Can you give readers a sense of Mixta Africa’s background and corporate objectives? Where is the company most active and where does the company raise most of its funding?
The company was founded in 2005 with headquarters in Barcelona, has operations and developments in Morocco, Senegal, Tunisia, Côte d’Ivoire, Nigeria. We also had projects in Mauritania, Algeria and Egypt. The company was acquired by ARM HoldCo in 2015 and merged with ARM Properties in Nigeria, giving us greater scale and focus on Africa. We participate mainly in social housing programmes in Africa, with a few exceptions.

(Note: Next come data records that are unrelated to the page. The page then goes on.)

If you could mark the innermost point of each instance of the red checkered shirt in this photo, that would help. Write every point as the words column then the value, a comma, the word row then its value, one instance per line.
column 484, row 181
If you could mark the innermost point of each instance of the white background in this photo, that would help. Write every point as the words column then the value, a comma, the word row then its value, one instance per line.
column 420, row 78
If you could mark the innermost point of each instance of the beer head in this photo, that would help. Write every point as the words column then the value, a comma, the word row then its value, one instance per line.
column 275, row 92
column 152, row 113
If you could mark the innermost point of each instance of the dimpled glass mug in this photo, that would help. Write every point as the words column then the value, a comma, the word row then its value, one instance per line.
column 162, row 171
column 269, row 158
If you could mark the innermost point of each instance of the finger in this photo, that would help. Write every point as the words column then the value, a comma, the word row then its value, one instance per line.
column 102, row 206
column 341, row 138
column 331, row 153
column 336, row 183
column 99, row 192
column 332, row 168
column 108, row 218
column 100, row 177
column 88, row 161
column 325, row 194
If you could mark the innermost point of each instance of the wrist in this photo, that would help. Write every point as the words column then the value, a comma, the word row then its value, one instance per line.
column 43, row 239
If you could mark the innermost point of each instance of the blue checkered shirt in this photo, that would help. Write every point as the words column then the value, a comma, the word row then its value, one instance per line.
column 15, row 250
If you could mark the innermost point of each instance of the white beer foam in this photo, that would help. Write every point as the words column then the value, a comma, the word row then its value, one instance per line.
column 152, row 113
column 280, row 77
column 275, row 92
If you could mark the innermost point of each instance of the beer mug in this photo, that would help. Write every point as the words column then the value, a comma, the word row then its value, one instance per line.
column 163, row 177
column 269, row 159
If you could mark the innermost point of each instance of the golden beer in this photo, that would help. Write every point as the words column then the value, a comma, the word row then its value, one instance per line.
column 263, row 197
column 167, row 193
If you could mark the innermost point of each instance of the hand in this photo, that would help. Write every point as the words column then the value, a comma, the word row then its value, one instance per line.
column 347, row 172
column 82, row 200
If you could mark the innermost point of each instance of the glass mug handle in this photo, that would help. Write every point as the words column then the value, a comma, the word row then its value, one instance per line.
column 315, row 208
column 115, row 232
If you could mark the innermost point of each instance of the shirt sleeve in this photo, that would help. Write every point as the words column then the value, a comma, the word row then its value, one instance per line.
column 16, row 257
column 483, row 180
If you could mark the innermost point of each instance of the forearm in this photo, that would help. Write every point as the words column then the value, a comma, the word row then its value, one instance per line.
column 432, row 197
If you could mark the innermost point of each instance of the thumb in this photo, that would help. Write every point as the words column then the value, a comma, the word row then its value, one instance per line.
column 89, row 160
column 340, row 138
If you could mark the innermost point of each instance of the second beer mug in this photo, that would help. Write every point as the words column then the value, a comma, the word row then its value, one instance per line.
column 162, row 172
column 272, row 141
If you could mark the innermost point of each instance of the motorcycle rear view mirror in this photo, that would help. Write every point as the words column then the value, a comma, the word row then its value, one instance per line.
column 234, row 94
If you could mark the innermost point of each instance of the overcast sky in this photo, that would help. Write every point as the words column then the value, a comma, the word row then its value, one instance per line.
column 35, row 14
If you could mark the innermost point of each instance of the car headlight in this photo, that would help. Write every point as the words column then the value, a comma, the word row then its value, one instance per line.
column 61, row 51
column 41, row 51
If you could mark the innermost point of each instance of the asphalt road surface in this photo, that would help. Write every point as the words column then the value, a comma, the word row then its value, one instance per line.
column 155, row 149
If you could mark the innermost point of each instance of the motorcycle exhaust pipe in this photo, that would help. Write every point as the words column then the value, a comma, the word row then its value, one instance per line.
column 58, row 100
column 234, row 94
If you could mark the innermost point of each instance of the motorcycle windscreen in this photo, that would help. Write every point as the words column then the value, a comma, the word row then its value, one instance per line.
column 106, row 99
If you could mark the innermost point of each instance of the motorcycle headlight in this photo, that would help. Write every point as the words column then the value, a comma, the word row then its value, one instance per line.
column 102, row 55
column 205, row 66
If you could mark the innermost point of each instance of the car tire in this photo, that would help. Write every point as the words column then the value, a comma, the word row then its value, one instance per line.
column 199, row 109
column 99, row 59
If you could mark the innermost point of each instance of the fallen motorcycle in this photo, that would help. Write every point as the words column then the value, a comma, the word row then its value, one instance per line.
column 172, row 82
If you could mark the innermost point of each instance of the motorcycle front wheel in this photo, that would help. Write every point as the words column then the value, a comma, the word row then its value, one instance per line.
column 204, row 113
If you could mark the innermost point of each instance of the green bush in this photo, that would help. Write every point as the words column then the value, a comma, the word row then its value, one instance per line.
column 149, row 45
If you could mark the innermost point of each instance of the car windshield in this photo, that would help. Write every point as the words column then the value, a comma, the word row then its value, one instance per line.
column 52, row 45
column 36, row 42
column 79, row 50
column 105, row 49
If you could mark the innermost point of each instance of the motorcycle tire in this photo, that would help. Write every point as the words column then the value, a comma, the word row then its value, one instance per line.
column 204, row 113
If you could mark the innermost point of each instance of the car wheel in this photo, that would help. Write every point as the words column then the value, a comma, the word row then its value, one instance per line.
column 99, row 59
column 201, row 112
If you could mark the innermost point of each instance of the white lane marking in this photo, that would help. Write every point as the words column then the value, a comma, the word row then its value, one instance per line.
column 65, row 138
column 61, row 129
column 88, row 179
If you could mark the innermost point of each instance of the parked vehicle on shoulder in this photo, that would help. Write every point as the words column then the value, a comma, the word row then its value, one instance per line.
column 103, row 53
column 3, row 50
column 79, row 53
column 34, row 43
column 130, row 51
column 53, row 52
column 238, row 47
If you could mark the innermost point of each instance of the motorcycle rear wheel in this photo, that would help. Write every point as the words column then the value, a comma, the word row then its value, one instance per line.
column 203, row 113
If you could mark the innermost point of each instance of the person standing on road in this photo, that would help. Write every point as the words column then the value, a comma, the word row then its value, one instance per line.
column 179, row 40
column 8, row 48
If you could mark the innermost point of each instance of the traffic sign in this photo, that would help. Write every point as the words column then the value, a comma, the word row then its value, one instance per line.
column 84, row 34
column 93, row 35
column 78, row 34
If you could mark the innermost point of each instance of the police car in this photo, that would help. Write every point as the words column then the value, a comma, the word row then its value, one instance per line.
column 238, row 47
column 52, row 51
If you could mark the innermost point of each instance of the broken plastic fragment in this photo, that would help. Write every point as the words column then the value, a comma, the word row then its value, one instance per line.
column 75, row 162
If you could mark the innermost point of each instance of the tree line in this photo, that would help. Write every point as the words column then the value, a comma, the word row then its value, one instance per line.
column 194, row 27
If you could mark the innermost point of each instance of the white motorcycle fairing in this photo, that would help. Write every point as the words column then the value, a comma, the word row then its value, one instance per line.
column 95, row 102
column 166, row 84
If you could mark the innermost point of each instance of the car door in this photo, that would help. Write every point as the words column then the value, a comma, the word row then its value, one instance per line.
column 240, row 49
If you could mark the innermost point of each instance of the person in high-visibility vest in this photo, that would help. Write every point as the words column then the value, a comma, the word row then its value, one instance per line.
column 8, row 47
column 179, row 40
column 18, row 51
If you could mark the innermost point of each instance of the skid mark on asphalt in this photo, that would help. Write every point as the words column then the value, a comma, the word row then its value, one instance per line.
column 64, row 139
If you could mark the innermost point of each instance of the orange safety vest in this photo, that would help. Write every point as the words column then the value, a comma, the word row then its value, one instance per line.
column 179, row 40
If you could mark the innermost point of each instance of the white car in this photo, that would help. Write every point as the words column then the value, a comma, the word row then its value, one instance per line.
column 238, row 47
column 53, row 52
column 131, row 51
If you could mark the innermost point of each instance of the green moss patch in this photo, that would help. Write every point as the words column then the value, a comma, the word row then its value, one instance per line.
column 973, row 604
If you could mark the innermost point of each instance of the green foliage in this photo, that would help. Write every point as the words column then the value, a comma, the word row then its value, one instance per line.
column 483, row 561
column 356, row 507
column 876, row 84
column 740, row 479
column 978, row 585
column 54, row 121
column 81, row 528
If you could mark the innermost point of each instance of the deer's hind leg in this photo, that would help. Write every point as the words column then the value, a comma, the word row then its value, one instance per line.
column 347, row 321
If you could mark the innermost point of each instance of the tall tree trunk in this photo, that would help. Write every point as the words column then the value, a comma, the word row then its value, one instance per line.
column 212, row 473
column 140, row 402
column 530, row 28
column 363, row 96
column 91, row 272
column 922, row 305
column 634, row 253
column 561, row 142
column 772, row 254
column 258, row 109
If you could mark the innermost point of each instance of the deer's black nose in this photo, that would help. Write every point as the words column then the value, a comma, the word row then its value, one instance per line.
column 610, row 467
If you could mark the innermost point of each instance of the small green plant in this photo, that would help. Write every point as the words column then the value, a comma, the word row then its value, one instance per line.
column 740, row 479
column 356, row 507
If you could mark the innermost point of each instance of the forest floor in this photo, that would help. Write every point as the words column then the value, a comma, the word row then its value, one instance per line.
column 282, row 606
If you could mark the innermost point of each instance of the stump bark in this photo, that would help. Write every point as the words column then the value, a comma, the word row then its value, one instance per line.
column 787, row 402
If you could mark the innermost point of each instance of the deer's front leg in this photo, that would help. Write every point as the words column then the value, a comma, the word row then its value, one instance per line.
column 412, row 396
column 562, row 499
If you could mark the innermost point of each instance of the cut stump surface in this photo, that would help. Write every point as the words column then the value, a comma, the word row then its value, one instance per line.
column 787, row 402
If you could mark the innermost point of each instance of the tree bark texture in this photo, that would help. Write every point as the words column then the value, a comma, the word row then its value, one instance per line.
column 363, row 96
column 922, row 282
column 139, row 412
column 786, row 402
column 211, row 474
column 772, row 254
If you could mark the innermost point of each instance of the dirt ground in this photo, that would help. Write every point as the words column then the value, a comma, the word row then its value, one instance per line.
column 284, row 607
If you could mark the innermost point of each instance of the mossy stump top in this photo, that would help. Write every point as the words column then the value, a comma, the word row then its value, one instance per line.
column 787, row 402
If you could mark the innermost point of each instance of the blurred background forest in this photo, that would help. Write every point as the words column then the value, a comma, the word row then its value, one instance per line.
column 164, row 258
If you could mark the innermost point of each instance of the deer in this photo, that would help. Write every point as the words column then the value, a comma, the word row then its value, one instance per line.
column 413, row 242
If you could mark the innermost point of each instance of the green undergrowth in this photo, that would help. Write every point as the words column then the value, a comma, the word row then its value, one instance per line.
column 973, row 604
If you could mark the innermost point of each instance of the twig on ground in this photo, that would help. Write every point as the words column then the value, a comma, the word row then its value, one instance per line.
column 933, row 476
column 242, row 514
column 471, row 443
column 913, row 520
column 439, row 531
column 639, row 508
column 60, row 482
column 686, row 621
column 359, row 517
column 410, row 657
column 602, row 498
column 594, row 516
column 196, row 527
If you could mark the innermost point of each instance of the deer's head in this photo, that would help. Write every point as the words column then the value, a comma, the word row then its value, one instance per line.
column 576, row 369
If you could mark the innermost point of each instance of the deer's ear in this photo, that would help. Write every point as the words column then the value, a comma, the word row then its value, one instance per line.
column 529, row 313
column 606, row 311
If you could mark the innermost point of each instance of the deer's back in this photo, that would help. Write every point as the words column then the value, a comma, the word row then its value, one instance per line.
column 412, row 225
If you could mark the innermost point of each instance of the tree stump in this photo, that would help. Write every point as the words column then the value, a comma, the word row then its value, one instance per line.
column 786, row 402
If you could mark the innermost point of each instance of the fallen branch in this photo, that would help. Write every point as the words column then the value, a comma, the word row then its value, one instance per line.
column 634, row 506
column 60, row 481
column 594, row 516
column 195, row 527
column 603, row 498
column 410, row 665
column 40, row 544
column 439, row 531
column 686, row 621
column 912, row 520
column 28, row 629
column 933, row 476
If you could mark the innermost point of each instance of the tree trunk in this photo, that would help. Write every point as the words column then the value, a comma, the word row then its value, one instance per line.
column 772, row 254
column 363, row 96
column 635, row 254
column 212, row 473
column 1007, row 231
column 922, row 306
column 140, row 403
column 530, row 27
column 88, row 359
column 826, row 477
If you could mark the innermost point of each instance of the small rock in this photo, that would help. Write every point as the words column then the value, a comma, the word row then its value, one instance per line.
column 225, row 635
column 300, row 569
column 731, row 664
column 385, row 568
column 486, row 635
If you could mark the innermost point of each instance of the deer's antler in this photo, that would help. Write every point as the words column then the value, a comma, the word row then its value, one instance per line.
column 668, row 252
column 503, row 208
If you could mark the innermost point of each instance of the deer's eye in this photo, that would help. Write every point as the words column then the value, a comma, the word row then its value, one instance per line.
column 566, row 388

Though we are mainly focused on northern and western Africa, we are looking closely at expanding in a number of large African countries – particularly Kenya, Ethiopia and Zimbabwe. We are very encouraged by what we’ve seen on the ground in some of these countries, and the scale of regulatory support for the kinds of programmes we engage with is quite robust. In some cases, we note that economic potential greatly surpasses current utilisation, which creates significant room for growth.
How we fund our projects depends largely on the state of the market where we are developing the project, and the scale of our needs. Each country we operate in is quite different. The state of the credit and mortgage market tends to play a significant role in determining our ability to stretch our tenors, and has significant sway over our decision to fund in-country. Coupled with traditional metrics like interest rate and structure, you need the right tenors – and for our projects, they tend to be on the longer end. We have done quite a bit of funding locally in Morocco and Nigeria, but tend to stay away from cross-border deals because they can be overly costly and complex.
Mixta Africa hit the debt markets twice in 2017, one of the few non-sovereign and non-bank entities to do so. What can you tell us about those transactions – and, given the environment, how challenging was it getting these deals off the ground?
We tend to deploy our own equity in combination with funding raised from pre-sales activities to catalyse projects, and raise money in the debt markets to satisfy the rest of our financing needs. In Nigeria, where we have a large operation, raising long-term debt is much more challenging than tapping the short-term market. Nevertheless, we raised NGN4.5bn in fixed-rate bonds at 17% as part of a NGN medium term note programme, largely to repay existing loans with a number of domestic lenders, and we also hit the commercial paper market to top up our working capital in a local project slated for completion later this year.
The last two years have been particularly challenging for Nigerian borrowers. Credit had pretty much dried up, and with the government also borrowing heavily, other borrowers in the bond market were effectively crowded out, while local banks dealt with persistent liquidity issues. But the situation is improving, and we suspect that as the liquidity challenges started easing towards the end of 2017 and into this year, we will see the market gradually open to non-bank corporates among others.
One of the main challenges in Nigeria is interest rates, which has really hampered the long-term funding market. How do you see the recovery feeding through from the short-tenor market into the long-term market?
We are likely to first see a revival of the short-term market in the first instance, particularly as the government scales back its borrowing, which will give more corporates in Nigeria more room to operate. Nigerian corporates tend to be biased towards the short term in their borrowing, partly as a function of lack of long-term data on cashflows and the like, and partly because of liquidity constraints, so I believe we will see more commercial paper at the outset.
At the same time, many corporates will want to take advantage of declining interest rates and a better inflation outlook to rebalance their tenor profiles and spread maturities a bit better. Meanwhile, long-term institutional investors will need to satisfy their own diversification requirements – moving out of government securities and into long-term assets elsewhere. Bringing more institutional investors into transactions will also serve to bolster confidence among both borrowers and investors in the debt markets, contributing to a virtuous cycle. One of the earliest things that we did – particularly as the market began to improve – was collaborate with large institutional investors, especially those that needed to rebalance towards long-term assets.
To what extent do you see this as a reflection of Mixta Africa’s strategy and objectives through 2018 and beyond?
Most of our funds on our balance sheet are short term in nature, and used to catalyse or complete projects. But we are currently transitioning towards an approach that will see us raise more money across longer tenors so that we can develop more homes. Particularly as the market regains confidence.
We are sufficiently capitalised, but the problem, however – as with all real estate companies – is that most of our capitalisation is in illiquid assets - like land assets - that we can’t count on unless we spend money and convert them into liquid assets. You need to jump through a number of costly hoops in order to achieve that. At the scale we want to operate in, we will need to apply a lot of funding to convert that. But balance will be required – we need to aim for the right level of capital so that we don’t shoot ourselves in the foot in the short-term. Striking that balance will be a key objective in 2018 and beyond.